JAKARTA – Serikat Buruh Migran Indonesia (SBMI) mengadakan peluncuran hasil penelitian bertajuk ‘Potret Penegakan Hukum dan Pemberian Layanan kepada Buruh Migran Indonesia yang Menjadi Korban Perdagangan Orang’ di Jakarta, Rabu (29/5/2024).
Adapun penelitian tersebut dilatarbelakangi oleh kondisi pelik yang dialami oleh pekerja migran Indonesia.
“Sepanjang tahun 2019-2023, Serikat Buruh Migran Indonesia (SBMI) telah menerima dan mendampingi sebanyak 1.607 kasus calon pekerja migran Indonesia atau pekerja migran Indonesia yang terindikasi kuat sebagai korban Tindak Pidana Perdagangan Orang (TPPO),” terang mereka dalam pemaparan yang dilakukan oleh Tim Advokasi SBMI, Dios Lumban Gaol.
Selanjutnya, penelitian tersebut juga dilatarbelakangi oleh adanya kesimpangsiuran dalam penafsiran produk-produk hukum, yaitu UU TPPO dan UU PPMI ketika hendak diaplikasikan oleh aparat-aparat penegak hukum.

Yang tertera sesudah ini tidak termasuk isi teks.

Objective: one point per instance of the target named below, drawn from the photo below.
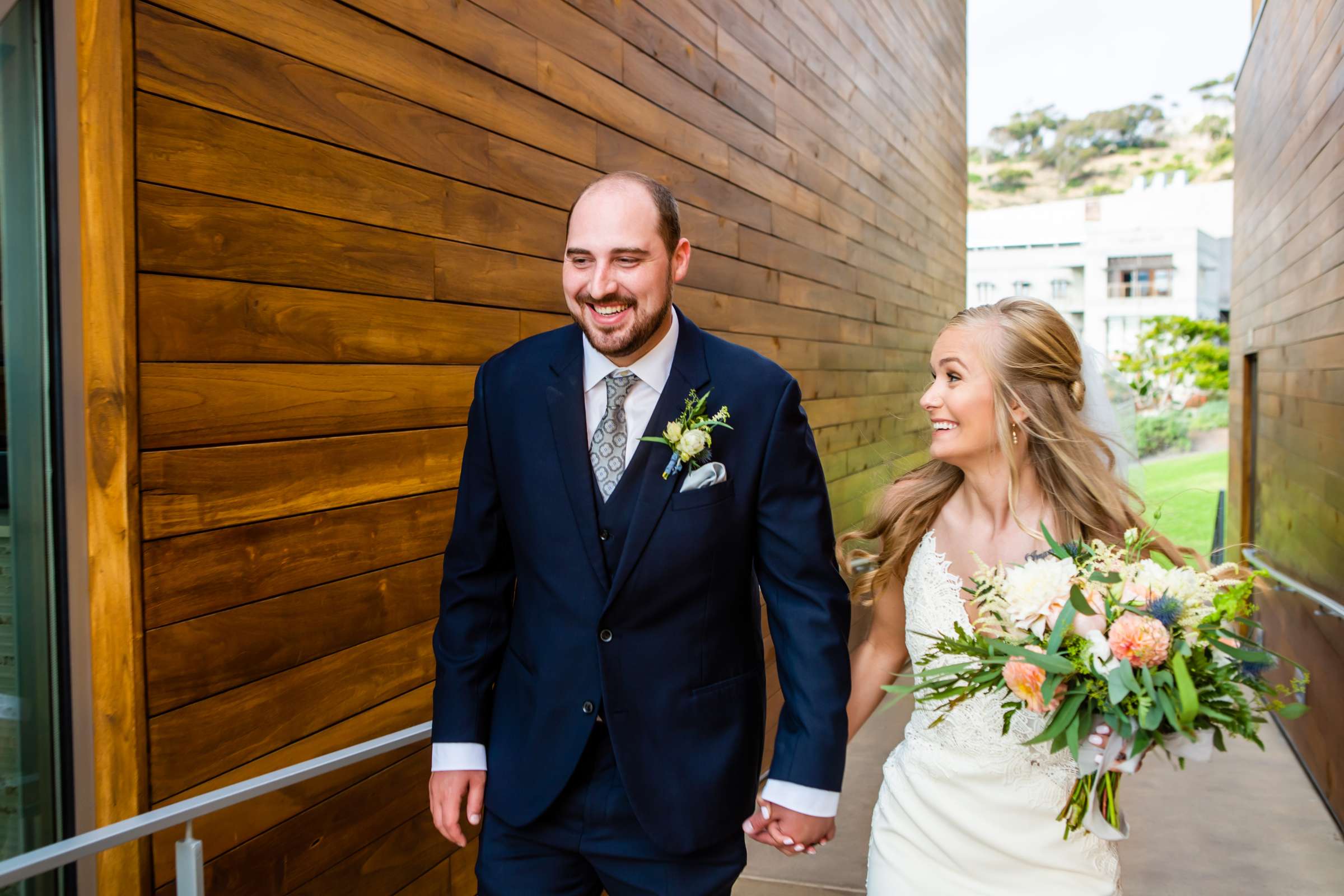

Kemudian, SBMI juga menyorot lemahnya pemenuhan hak-hak korban dalam melaksanakan penelitian mereka.
“Lemahnya pemenuhan hak korban terutama hak atas restitusi, terdapat 11 putusan pengadilan kasus TPPO yang didampingi SBMI mendapatkan hak restitusi senilai Rp 4.227.385.259 yang sayangnya hingga saat ini restitusi tersebut belum dibayarkan pelaku kepada korban,” lanjut Dios.
Isu problematik
SBMI menemukan terjadinya kesimpangsiuran dalam upaya berbagai pihak, terutama aparat penegak hukum dalam menafsirkan produk-produk hukum terkait dengan perlindungan terhadap buruh-buruh migran.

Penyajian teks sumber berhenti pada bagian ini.